New Math: The Mayor's Race as Brutal Calculus Exam
3250 Reads
Two weeks and two days from now, Los Angeles will have its next mayor.
Based on Mayor Jim Hahn's four years of near absenteeism from the leadership duties of the office, his administration's penchant for triggering corruption investigations and his love of venal election-season gestures, it's plain that we can't vote in good conscience to re-elect him. Los Angeles deserves far better.
The question is whether Antonio Villaraigosa's a morally and politically significant alternative. I'm not the most astute political writer, so here's the kind of struggling, sophomoric nonsense I found myself banging out way too late last night in a feeble effort to make sense of the choices ...
Okay, whip out your calculators. The arithmetic in the Los Angeles mayoral campaign got pretty Byzantine over the past two weeks, particularly this weekend, and it'll take some pretty fancy figgerin' to determine who's going to win ...
Now, deduce the polynomial of the ever-important see- I'm- taking- my- hand- OUT- of-the cookie- jar gesture to disinherit all those concerned Miamians-for-Los Angeles (Friday).
Square this by the same-news-cycle endorsements of the rather gushy Daily News (which probably steamed more than a few white-flight types in the more conservative Valley neighborhoods) ...
... and multiply by a big hug from the 2004 loser in the presidential race, for whose campaign Villaraigosa spent most of the late autumn ignoring his own council district. (Don't forget to deduct the product of this equation from the total ...)
Okay, set that calculation aside, but be prepared to go back to it in a minute to check your figures.
On Mayor Jim Hahn's side of the triple-beam balance scale (wait, is this calculus or chemistry?) sit the three simultaneous investigations into improper spending by his administration and people connected with his campaigns; along with the string of zeroes and Xes representing the other things he should have done to address traffic, business development and retention, public transportation, etc. Don't forget the botched biotech billions theorem, of course.

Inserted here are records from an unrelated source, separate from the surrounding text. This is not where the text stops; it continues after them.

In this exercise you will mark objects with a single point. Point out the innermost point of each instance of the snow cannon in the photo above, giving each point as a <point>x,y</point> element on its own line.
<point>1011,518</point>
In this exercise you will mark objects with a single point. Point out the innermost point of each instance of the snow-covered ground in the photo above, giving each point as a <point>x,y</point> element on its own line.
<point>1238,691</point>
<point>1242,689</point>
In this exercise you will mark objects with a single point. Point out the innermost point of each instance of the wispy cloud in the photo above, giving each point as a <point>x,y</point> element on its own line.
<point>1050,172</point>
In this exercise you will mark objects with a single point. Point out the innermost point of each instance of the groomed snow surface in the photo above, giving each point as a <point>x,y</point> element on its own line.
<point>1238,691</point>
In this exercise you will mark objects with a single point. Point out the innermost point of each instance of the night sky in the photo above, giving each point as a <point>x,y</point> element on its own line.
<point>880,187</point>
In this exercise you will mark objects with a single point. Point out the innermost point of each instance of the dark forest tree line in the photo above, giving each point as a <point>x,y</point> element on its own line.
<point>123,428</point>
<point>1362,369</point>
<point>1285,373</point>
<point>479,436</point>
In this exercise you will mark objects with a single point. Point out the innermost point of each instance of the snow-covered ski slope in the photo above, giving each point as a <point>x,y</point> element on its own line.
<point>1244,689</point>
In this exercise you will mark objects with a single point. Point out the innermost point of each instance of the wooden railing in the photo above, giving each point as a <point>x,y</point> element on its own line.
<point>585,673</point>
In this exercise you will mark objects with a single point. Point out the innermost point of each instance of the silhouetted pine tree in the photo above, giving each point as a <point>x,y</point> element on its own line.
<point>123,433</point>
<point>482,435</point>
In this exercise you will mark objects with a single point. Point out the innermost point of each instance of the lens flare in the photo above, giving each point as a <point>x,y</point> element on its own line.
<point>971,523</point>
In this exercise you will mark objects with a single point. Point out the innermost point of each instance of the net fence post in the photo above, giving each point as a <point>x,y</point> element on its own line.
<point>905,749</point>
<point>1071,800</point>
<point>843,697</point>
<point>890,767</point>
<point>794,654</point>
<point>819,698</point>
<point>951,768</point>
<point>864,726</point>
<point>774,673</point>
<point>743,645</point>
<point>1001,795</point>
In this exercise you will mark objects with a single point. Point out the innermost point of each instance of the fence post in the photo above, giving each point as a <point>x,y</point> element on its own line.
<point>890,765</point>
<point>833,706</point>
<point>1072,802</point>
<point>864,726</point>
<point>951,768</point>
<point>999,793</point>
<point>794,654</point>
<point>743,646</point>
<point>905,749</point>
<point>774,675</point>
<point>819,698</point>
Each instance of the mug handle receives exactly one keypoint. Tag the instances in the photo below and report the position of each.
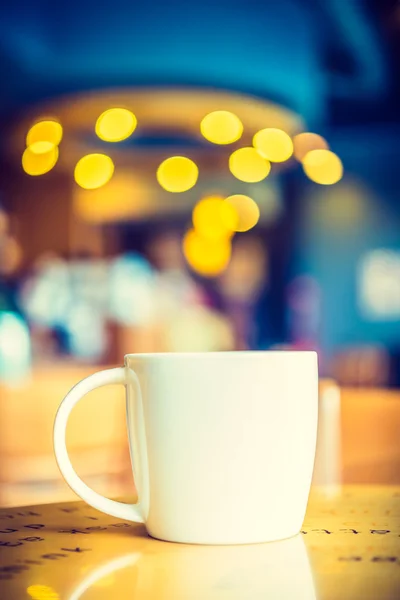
(131, 512)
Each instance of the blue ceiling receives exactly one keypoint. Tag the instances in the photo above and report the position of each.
(279, 50)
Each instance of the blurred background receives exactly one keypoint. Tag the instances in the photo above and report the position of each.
(189, 177)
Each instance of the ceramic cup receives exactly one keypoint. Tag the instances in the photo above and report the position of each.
(222, 444)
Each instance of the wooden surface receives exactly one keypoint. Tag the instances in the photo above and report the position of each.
(349, 548)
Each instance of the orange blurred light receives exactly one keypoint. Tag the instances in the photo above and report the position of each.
(45, 131)
(93, 170)
(305, 142)
(177, 174)
(115, 124)
(41, 147)
(42, 592)
(273, 144)
(245, 210)
(248, 165)
(323, 166)
(214, 218)
(35, 163)
(206, 256)
(221, 127)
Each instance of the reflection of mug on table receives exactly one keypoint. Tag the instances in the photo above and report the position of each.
(278, 570)
(222, 444)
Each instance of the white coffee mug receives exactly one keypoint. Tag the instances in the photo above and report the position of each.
(222, 444)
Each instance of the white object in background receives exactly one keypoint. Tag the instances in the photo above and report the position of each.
(223, 444)
(328, 462)
(15, 348)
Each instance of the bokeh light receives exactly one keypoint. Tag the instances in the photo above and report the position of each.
(214, 218)
(93, 170)
(273, 144)
(45, 131)
(246, 212)
(323, 166)
(115, 124)
(177, 174)
(305, 142)
(205, 256)
(35, 163)
(221, 127)
(248, 165)
(4, 222)
(41, 147)
(42, 592)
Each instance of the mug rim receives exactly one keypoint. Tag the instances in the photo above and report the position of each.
(224, 354)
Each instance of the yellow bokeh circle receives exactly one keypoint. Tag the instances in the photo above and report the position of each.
(206, 256)
(39, 163)
(93, 171)
(45, 131)
(273, 144)
(42, 592)
(177, 174)
(221, 127)
(246, 212)
(41, 147)
(305, 142)
(214, 218)
(248, 165)
(115, 124)
(323, 166)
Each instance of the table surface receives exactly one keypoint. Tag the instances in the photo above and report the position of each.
(349, 548)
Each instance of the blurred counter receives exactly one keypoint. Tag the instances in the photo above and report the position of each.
(366, 424)
(348, 549)
(96, 437)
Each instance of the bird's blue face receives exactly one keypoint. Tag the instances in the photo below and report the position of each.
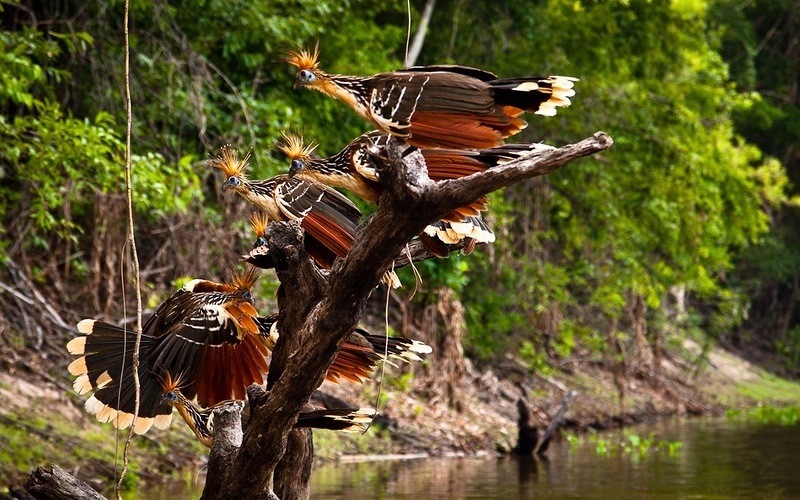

Check the hypoteneuse of his rather sad attempt at flinging himself at the Christians, but make sure to factor in his rather conveniently timed WiFi launch (way to make L.A. look more forward-thinking in a single afternoon than you managed during an entire four uninspired years, Jim); and the cosine of his triumphant opening of the Mission LAPD station as part of his struggle to make the Valley forget all about that silly secession thing that he helped pound into an early and well-deserved grave.
Now, multiply the result by the variable emotion of Valley voters, in that if they're pissed enough about the DN endorsement of Antonio and the thought of a non-white mayor, (don't forget to check this proof using the extremely complex racial bias formula) they might ...
No, wait, I've got that wrong - I'm forgetting the whole calculus of voters smart enough to equate manufactured character flaws with racial bias on the part of the person presenting them, as well as the variable values of non-racially motivated voters offsetting the ...
Nuts. I've been up cramming too late and I'm starting to lose it. I can't drink any more coffee because my pencil keeps snapping. Plus, I've run out of fingers and toes to count on. Can I borrow yours? No, no, go ahead and take your shoes and socks off, we're going to need as much help as we can get to figure this out before May 17.
Or maybe if you just lift the corner of your paper, so I can peek at your next L.A. Times poll ...
As you can see, I don't know much about calculus, either.
This is about as clear as I can get: In the end - barring truly scandalous revelations of some kind - Antonio Villaraigosa has the momentum and the will of a majority of voters behind him.
He'll win whether or not he's truly deserves to be L.A.'s mayor, because he's played the game well: Attack the incumbent; build a multi-ethnic, pan-geographic coalition; gather troops and donations for the campaign psy-war; secure popular endorsements; cover himself in the clinches (read: the debates, although that's debatable); and get the voters off their apathetic backsides and out to the polls in his favor.
The question we should be asking ouselves - and Villaraigosa - is whether he'll stay long enough in City Hall to be effective without getting distracted by a shiny big office one rung up in Sacramento or Washington, DC. Will he listen to smart people with ideas for moving this city forward?
Or are we gonna get what CD14 got?
Anyone else care to take a stab at handicapping this race and ADV's commitment to Los Angeles?